Но бежал я напрасно! Мой злой гений, словно бы упиваясь своим торжеством, последовал за мной и явственно показал, что его таинственная власть надо мною только еще начала себя обнаруживать. Едва я оказался в Париже, как получил новое свидетельство бесившего меня интереса, который питал к моей судьбе этот Вильсон. Пролетали годы, а он все не оставлял меня в покое. Негодяй! В Риме — как не вовремя и притом с какой беззастенчивой наглостью — он встал между мною и моей целью! То же и в Вене… а потом и в Берлине… и в Москве! Найдется ли такое место на земле, где бы у меня не было причин в душе его проклинать? От его загадочного деспотизма я бежал в страхе, как от чумы, но и на край света я бежал напрасно!

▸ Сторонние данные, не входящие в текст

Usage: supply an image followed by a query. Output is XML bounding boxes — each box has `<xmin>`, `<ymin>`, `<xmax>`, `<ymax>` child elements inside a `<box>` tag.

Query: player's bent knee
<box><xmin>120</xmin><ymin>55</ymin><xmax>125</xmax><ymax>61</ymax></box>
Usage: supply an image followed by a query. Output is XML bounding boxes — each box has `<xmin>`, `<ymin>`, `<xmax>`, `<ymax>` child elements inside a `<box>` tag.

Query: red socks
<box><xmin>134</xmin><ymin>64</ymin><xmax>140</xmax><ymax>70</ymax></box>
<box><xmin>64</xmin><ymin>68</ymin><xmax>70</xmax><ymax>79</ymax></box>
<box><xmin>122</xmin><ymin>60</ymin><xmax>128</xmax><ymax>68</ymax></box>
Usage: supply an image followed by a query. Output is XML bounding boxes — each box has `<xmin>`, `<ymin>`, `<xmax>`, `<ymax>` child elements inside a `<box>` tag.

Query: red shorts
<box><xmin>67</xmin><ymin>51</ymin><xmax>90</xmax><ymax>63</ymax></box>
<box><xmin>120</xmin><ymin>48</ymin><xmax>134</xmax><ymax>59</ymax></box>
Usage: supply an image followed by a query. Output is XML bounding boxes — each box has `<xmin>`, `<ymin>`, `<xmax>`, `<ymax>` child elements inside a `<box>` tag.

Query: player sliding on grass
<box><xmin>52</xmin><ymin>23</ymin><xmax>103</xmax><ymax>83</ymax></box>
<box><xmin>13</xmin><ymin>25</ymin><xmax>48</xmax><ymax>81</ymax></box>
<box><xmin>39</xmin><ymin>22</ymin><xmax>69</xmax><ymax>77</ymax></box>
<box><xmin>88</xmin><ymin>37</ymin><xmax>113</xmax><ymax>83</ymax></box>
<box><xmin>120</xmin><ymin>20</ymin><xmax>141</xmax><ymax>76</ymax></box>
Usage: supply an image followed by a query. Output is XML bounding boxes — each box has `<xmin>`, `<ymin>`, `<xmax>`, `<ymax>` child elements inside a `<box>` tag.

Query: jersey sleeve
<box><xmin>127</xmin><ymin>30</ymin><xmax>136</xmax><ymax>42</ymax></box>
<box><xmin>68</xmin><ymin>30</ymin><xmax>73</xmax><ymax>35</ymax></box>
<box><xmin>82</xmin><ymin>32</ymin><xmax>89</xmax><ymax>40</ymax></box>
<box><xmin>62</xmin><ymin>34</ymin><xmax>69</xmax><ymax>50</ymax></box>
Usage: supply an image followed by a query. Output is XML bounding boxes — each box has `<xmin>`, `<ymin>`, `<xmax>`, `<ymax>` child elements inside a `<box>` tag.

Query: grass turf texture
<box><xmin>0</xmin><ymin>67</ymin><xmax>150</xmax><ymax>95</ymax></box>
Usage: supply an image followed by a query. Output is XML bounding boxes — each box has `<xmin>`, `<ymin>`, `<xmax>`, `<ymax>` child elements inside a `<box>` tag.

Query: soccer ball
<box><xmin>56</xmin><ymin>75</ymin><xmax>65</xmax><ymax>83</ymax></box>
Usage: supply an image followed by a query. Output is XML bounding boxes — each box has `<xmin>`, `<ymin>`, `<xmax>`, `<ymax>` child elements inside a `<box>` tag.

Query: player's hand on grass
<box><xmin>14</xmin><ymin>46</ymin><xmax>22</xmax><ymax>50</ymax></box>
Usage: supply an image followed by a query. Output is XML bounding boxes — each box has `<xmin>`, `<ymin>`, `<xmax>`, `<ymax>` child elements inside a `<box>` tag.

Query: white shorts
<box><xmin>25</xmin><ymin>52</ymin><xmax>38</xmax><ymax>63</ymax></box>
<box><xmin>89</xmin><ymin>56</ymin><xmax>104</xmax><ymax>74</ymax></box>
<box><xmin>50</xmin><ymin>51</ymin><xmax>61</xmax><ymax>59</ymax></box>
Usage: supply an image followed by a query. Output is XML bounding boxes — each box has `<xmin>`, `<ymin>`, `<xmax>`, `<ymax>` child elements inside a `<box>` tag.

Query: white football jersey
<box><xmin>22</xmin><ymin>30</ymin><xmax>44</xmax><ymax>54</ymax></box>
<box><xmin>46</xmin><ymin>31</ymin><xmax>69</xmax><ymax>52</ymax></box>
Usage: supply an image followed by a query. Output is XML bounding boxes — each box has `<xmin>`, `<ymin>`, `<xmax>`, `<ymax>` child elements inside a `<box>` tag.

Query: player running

Опять и опять в тайниках своей души искал я ответа на вопросы: «Кто он?», «Откуда явился?», «Чего ему надобно?». Но ответа не было. Тогда я с величайшим тщанием проследил все формы, способы и главное особенности его неуместной опеки. Но и тут мне почти не на чем было строить догадки. Можно лишь было сказать, что во всех тех многочисленных случаях, когда он в последнее время становился мне поперек дороги, он делал это, чтобы расстроить те планы и воспрепятствовать тем поступкам, которые, удайся они мне, принесли бы истинное зло. Какое жалкое оправдание для власти, присвоенной столь дерзко! Жалкая плата за столь упрямое, столь оскорбительное посягательство на право человека поступать по собственному усмотрению!

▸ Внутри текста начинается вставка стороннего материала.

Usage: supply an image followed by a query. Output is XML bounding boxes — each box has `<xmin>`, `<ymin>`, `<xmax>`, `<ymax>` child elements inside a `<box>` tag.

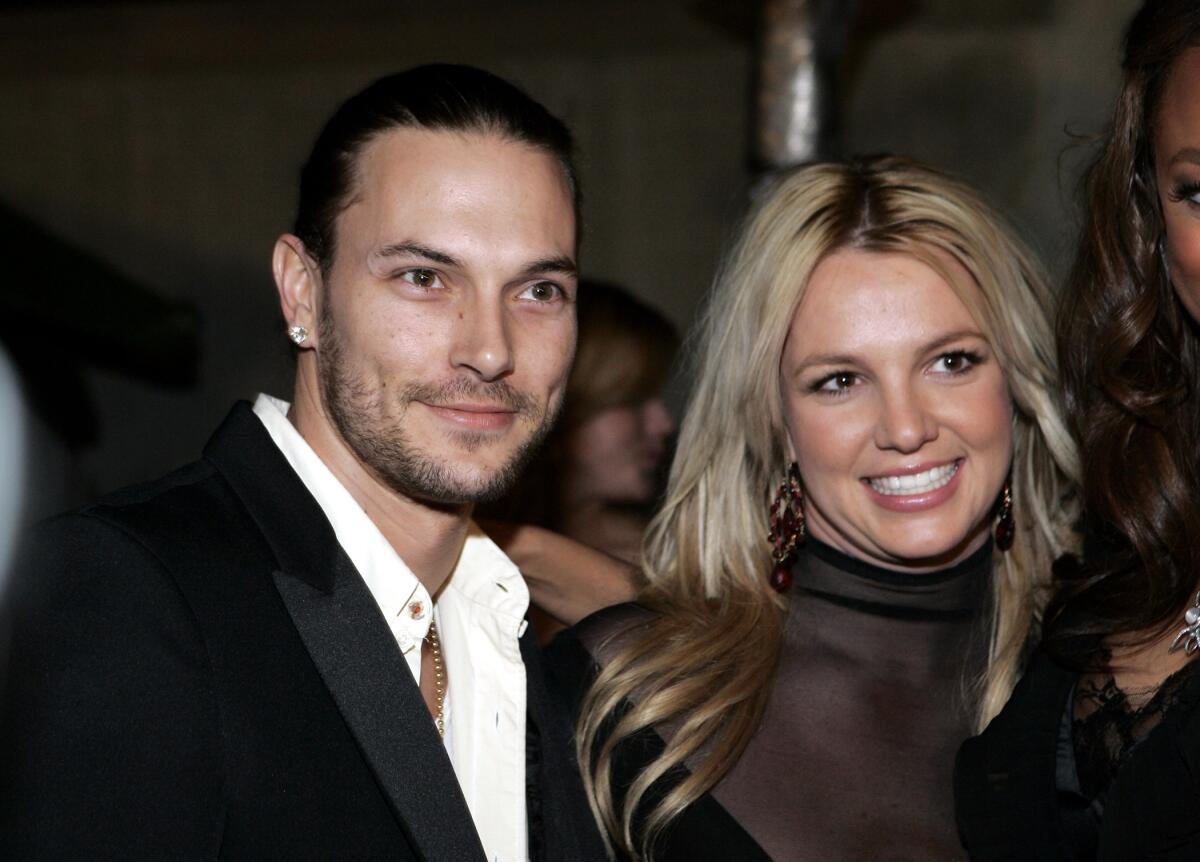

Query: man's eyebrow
<box><xmin>1168</xmin><ymin>146</ymin><xmax>1200</xmax><ymax>166</ymax></box>
<box><xmin>521</xmin><ymin>255</ymin><xmax>578</xmax><ymax>279</ymax></box>
<box><xmin>371</xmin><ymin>243</ymin><xmax>461</xmax><ymax>267</ymax></box>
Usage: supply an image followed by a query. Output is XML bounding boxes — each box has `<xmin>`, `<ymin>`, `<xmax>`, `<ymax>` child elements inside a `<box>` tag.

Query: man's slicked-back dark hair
<box><xmin>293</xmin><ymin>64</ymin><xmax>580</xmax><ymax>275</ymax></box>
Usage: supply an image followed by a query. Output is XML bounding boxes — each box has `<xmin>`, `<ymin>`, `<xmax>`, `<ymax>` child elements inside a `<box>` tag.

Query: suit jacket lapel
<box><xmin>204</xmin><ymin>402</ymin><xmax>485</xmax><ymax>862</ymax></box>
<box><xmin>275</xmin><ymin>557</ymin><xmax>484</xmax><ymax>861</ymax></box>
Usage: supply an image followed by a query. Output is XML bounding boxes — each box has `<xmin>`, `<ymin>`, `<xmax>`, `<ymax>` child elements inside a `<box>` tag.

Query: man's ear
<box><xmin>271</xmin><ymin>233</ymin><xmax>322</xmax><ymax>349</ymax></box>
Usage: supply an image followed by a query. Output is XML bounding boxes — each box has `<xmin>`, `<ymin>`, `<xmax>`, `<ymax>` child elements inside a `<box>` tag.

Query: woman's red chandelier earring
<box><xmin>767</xmin><ymin>461</ymin><xmax>805</xmax><ymax>593</ymax></box>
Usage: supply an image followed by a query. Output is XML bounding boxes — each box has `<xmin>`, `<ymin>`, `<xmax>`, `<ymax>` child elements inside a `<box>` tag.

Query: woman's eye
<box><xmin>1169</xmin><ymin>180</ymin><xmax>1200</xmax><ymax>206</ymax></box>
<box><xmin>400</xmin><ymin>269</ymin><xmax>442</xmax><ymax>291</ymax></box>
<box><xmin>934</xmin><ymin>351</ymin><xmax>979</xmax><ymax>375</ymax></box>
<box><xmin>812</xmin><ymin>371</ymin><xmax>858</xmax><ymax>394</ymax></box>
<box><xmin>518</xmin><ymin>281</ymin><xmax>563</xmax><ymax>303</ymax></box>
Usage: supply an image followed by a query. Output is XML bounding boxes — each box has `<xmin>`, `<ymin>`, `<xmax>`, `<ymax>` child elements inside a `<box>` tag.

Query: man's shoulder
<box><xmin>570</xmin><ymin>601</ymin><xmax>659</xmax><ymax>668</ymax></box>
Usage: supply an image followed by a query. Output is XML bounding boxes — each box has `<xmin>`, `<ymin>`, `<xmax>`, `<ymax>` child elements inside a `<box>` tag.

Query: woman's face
<box><xmin>780</xmin><ymin>250</ymin><xmax>1013</xmax><ymax>571</ymax></box>
<box><xmin>1154</xmin><ymin>48</ymin><xmax>1200</xmax><ymax>319</ymax></box>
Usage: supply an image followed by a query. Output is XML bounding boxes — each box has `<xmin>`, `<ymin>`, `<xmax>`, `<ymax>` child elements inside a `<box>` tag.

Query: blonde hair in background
<box><xmin>577</xmin><ymin>156</ymin><xmax>1079</xmax><ymax>857</ymax></box>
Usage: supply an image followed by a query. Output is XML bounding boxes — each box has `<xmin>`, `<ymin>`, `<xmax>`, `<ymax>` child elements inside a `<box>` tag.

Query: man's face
<box><xmin>317</xmin><ymin>128</ymin><xmax>576</xmax><ymax>505</ymax></box>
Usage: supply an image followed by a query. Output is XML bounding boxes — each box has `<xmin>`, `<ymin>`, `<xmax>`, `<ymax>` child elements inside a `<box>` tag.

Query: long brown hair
<box><xmin>578</xmin><ymin>157</ymin><xmax>1078</xmax><ymax>857</ymax></box>
<box><xmin>1046</xmin><ymin>0</ymin><xmax>1200</xmax><ymax>666</ymax></box>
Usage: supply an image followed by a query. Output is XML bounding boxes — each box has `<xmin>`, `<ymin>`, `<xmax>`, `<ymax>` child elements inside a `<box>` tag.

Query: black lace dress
<box><xmin>548</xmin><ymin>540</ymin><xmax>990</xmax><ymax>862</ymax></box>
<box><xmin>955</xmin><ymin>638</ymin><xmax>1200</xmax><ymax>862</ymax></box>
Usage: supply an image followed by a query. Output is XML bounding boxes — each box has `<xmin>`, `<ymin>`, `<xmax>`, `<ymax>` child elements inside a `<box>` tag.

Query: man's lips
<box><xmin>421</xmin><ymin>401</ymin><xmax>517</xmax><ymax>431</ymax></box>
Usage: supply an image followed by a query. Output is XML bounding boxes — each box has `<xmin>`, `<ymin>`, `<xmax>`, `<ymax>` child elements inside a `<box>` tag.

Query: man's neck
<box><xmin>288</xmin><ymin>379</ymin><xmax>470</xmax><ymax>595</ymax></box>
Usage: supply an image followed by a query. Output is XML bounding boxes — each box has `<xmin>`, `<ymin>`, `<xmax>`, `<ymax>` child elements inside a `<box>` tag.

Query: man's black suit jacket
<box><xmin>0</xmin><ymin>403</ymin><xmax>604</xmax><ymax>862</ymax></box>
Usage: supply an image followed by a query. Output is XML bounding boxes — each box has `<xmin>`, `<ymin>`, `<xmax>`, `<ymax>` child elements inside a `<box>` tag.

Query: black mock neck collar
<box><xmin>793</xmin><ymin>538</ymin><xmax>992</xmax><ymax>621</ymax></box>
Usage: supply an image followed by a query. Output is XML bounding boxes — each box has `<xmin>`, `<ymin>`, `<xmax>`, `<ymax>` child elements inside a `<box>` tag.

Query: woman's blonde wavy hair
<box><xmin>577</xmin><ymin>156</ymin><xmax>1079</xmax><ymax>858</ymax></box>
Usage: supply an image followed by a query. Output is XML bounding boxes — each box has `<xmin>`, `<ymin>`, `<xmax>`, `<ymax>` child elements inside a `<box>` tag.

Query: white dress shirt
<box><xmin>254</xmin><ymin>395</ymin><xmax>529</xmax><ymax>862</ymax></box>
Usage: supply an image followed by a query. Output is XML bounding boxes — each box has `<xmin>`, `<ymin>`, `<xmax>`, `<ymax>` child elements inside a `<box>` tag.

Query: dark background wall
<box><xmin>0</xmin><ymin>0</ymin><xmax>1136</xmax><ymax>502</ymax></box>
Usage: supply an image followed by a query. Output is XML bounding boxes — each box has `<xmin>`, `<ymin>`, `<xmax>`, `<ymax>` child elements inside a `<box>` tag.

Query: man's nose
<box><xmin>450</xmin><ymin>297</ymin><xmax>512</xmax><ymax>381</ymax></box>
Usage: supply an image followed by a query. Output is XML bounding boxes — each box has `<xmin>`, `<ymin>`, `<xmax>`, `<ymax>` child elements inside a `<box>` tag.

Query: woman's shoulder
<box><xmin>954</xmin><ymin>650</ymin><xmax>1078</xmax><ymax>860</ymax></box>
<box><xmin>563</xmin><ymin>601</ymin><xmax>659</xmax><ymax>668</ymax></box>
<box><xmin>545</xmin><ymin>601</ymin><xmax>658</xmax><ymax>713</ymax></box>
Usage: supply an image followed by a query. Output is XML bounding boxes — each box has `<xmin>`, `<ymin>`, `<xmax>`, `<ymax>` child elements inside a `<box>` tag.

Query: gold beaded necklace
<box><xmin>425</xmin><ymin>618</ymin><xmax>446</xmax><ymax>740</ymax></box>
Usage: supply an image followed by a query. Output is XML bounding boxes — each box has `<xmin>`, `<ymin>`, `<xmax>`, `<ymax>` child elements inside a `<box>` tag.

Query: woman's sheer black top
<box><xmin>548</xmin><ymin>539</ymin><xmax>990</xmax><ymax>862</ymax></box>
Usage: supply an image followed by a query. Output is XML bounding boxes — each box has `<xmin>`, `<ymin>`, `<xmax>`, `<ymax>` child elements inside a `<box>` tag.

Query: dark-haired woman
<box><xmin>956</xmin><ymin>0</ymin><xmax>1200</xmax><ymax>861</ymax></box>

Я вынужден был также заметить, что мучитель мой (по странной прихоти с тщанием и поразительной ловкостью совершенно уподобясь мне в одежде), постоянно разнообразными способами мешая мне действовать по собственной воле, очень долгое время ухитрялся ни разу не показать мне своего лица. Кем бы ни был Вильсон, уж это, во всяком случае, было с его стороны чистейшим актерством или же просто глупостью. Неужто он хоть на миг предположил, будто в моем советчике в Итоне, в погубителе моей чести в Оксфорде, в том, кто не дал осуществиться моим честолюбивым притязаниям в Риме, моей мести в Париже, моей страстной любви в Неаполе или тому, что он ложно назвал моей алчностью в Египте, — будто в этом моем архивраге и злом гении я мог не узнать Вильяма Вильсона моих школьных дней, моего тезку, однокашника и соперника, ненавистного и внушающего страх соперника из заведения доктора Брэнсби? Не может того быть! Но позвольте мне поспешить к последнему, богатому событиями действию сей драмы.

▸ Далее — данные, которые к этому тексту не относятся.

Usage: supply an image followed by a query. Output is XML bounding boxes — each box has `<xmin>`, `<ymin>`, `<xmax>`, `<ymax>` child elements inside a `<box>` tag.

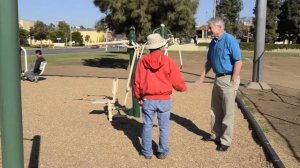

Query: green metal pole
<box><xmin>128</xmin><ymin>27</ymin><xmax>141</xmax><ymax>117</ymax></box>
<box><xmin>0</xmin><ymin>0</ymin><xmax>24</xmax><ymax>168</ymax></box>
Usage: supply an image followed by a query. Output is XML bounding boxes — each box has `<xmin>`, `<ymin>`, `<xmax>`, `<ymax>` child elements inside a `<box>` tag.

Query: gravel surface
<box><xmin>7</xmin><ymin>76</ymin><xmax>272</xmax><ymax>168</ymax></box>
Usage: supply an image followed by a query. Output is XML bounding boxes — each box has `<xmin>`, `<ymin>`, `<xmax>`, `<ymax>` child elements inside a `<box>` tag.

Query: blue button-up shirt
<box><xmin>207</xmin><ymin>32</ymin><xmax>242</xmax><ymax>74</ymax></box>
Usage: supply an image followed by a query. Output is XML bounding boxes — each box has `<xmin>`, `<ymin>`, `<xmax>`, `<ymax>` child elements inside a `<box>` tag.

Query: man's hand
<box><xmin>195</xmin><ymin>78</ymin><xmax>203</xmax><ymax>87</ymax></box>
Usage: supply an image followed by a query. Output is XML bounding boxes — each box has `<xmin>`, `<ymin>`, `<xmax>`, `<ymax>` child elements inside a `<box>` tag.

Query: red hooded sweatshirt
<box><xmin>133</xmin><ymin>50</ymin><xmax>187</xmax><ymax>100</ymax></box>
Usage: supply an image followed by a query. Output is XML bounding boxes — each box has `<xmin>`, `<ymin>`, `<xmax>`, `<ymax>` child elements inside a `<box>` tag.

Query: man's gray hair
<box><xmin>207</xmin><ymin>17</ymin><xmax>225</xmax><ymax>29</ymax></box>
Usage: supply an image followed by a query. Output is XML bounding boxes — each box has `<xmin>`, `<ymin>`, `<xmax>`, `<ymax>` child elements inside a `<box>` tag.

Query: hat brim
<box><xmin>145</xmin><ymin>40</ymin><xmax>168</xmax><ymax>49</ymax></box>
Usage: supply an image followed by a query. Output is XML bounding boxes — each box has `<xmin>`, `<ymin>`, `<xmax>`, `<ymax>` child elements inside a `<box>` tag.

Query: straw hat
<box><xmin>145</xmin><ymin>33</ymin><xmax>168</xmax><ymax>49</ymax></box>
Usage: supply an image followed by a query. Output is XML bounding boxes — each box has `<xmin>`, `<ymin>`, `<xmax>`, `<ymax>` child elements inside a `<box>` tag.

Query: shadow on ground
<box><xmin>24</xmin><ymin>135</ymin><xmax>41</xmax><ymax>168</ymax></box>
<box><xmin>82</xmin><ymin>58</ymin><xmax>129</xmax><ymax>69</ymax></box>
<box><xmin>240</xmin><ymin>85</ymin><xmax>300</xmax><ymax>161</ymax></box>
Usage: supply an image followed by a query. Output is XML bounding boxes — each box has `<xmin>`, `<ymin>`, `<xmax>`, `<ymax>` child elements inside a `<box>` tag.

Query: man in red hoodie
<box><xmin>133</xmin><ymin>34</ymin><xmax>187</xmax><ymax>159</ymax></box>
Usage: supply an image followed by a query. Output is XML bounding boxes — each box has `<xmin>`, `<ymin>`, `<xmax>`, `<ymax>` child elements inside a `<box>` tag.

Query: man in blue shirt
<box><xmin>196</xmin><ymin>17</ymin><xmax>242</xmax><ymax>151</ymax></box>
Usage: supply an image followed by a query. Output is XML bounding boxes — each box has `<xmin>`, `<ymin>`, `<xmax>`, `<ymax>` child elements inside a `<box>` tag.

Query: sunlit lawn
<box><xmin>22</xmin><ymin>51</ymin><xmax>300</xmax><ymax>65</ymax></box>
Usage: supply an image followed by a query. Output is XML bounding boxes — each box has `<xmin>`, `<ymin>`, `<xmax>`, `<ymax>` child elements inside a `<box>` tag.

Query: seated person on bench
<box><xmin>23</xmin><ymin>50</ymin><xmax>46</xmax><ymax>82</ymax></box>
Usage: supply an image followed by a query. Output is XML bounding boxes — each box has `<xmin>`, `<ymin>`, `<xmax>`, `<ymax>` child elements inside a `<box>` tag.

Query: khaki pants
<box><xmin>211</xmin><ymin>75</ymin><xmax>240</xmax><ymax>146</ymax></box>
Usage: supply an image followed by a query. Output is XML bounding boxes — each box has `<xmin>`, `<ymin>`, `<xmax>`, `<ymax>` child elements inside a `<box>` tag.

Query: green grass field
<box><xmin>22</xmin><ymin>51</ymin><xmax>300</xmax><ymax>65</ymax></box>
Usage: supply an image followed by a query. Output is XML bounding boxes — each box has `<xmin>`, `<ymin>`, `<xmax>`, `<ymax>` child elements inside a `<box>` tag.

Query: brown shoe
<box><xmin>157</xmin><ymin>153</ymin><xmax>167</xmax><ymax>160</ymax></box>
<box><xmin>217</xmin><ymin>144</ymin><xmax>229</xmax><ymax>152</ymax></box>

До сих пор я безвольно покорялся этому властному господству. Благоговейный страх, с каким привык я относиться к этой возвышенной натуре, могучий ум, вездесущность и всесилье Вильсона вместе с вполне понятным ужасом, который внушали мне иные его черты и поступки, до сих пор заставляли меня полагать, будто я беспомощен и слаб, и приводили к тому, что я безоговорочно, хотя и с горькою неохотой подчинялся его деспотической воле. Но в последние дни я всецело предался вину; оно будоражило мой и без того беспокойный нрав, и я все нетерпеливей стремился вырваться из оков. Я стал роптать… колебаться… противиться. И неужто мне только чудилось, что чем тверже я держался, тем менее настойчив становился мой мучитель? Как бы там ни было, в груди моей загорелась надежда и вскормила в конце концов непреклонную и отчаянную решимость выйти из порабощения.

В Риме, во время карнавала 18… года[83] я поехал на маскарад в палаццо неаполитанского герцога Ди Брольо. Я пил более обыкновенного; в переполненных залах стояла духота, и это безмерно меня раздражало. Притом было нелегко прокладывать себе путь в толпе гостей, и это еще усиливало мою досаду, ибо мне не терпелось отыскать (позволю себе не объяснять, какое недостойное побуждение двигало мною) молодую, веселую красавицу — жену одряхлевшего Ди Брольо. Забыв о скромности, она заранее сказала мне, какой на ней будет костюм, и, наконец заметив ее в толпе, я теперь спешил приблизиться к ней. В этот самый миг я ощутил легкое прикосновение руки к моему плечу и услышал проклятый незабываемый глухой шепот.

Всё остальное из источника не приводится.